Gut 50 Prozent der arbeitenden Bevölkerung haben in den ersten Tagen des Urlaubs mit grippeähnlichen Symptomen zu tun. Menschen werden krank, wenn sie sich entspannen. Das beobachten Psychologen seit Jahren. Generell ist der Ablauf immer der Gleiche: Sobald die Betroffenen ein wenig Freizeit haben und der alltägliche Druck nachlässt, beginnt es im Hals zu kribbeln, im Kopf zu dröhnen, und eine Erkältung bahnt sich an.
Leisure Sickness, wie sich dieses Leiden im Fachjargon nennt, ist ein Alarmsignal für zu viel Stress.
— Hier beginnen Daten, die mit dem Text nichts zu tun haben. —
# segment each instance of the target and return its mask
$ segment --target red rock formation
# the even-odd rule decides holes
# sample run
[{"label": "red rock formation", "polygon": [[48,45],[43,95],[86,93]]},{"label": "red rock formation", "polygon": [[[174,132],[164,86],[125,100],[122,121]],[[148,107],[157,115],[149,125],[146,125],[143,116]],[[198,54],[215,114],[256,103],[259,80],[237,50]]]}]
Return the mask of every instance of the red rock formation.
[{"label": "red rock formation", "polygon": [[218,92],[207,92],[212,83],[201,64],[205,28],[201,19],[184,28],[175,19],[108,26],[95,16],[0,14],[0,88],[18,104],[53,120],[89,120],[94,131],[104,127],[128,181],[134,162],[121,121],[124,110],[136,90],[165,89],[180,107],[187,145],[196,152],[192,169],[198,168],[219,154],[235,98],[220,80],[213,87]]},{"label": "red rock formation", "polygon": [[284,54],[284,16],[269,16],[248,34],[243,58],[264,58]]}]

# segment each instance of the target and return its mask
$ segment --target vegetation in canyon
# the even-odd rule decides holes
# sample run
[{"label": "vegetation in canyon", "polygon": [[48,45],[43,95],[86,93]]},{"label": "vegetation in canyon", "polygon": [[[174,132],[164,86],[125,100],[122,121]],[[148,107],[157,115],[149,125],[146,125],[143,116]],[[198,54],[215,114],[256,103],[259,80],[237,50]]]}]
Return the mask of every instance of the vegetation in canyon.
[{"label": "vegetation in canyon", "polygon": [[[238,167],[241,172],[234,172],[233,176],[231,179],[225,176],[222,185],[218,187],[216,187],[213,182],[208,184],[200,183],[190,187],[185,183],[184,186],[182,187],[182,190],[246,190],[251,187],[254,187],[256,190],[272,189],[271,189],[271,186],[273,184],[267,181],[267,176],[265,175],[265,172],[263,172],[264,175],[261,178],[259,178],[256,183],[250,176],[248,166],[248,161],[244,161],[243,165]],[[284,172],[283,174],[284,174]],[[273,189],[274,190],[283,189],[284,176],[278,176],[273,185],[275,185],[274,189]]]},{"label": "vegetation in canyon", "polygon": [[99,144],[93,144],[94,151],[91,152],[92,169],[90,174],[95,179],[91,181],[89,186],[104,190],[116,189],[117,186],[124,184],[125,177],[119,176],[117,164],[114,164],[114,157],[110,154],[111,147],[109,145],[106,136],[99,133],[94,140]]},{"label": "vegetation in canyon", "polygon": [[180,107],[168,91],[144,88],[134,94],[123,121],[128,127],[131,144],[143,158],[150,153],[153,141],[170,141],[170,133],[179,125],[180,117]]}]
Die niederländischen Wissenschaftler, welche dem Phänomen seinen Namen gaben, haben im Rahmen ihrer Studien beobachtet, dass die Freizeit-Krankheit vor allem die Urlauber befällt, die im Arbeitsleben ein hohes Maß an Arbeitszeit und Verantwortung zu tragen haben. Psychologen sind der Meinung, dass auch Bewegungsmangel und eine gestresste Lebensweise zusätzliche Auslöser sind.
Um auf Reisen gesund zu bleiben, brauchen wir einen harmonischen Wechsel von Anspannung und Entspannung. Während ein Teil unseres Nervensystems namens „Sympathikus“ in Phasen hoher Anspannung aktiv wird und für die Versorgung von Sauerstoff und Energie sorgt, fährt der andere Teil, der „Parasympathikus“, den Körper in Phasen der Entspannung wieder herunter. Wenn dieses Zusammenspiel beeinträchtigt ist, fühlt sich der Betroffene auch im Ruhezustand gehetzt und angespannt. Stresshormone wie das Cortisol sind im Blut in diesen Fällen häufig dauerhaft erhöht, und das gesamte Nervensystem wird in Mitleidenschaft gezogen. Erhöhter Blutdruck, Schlafstörungen, übermäßiges Schwitzen und Kurzatmigkeit sind typische und ernst zu nehmende Anzeichen.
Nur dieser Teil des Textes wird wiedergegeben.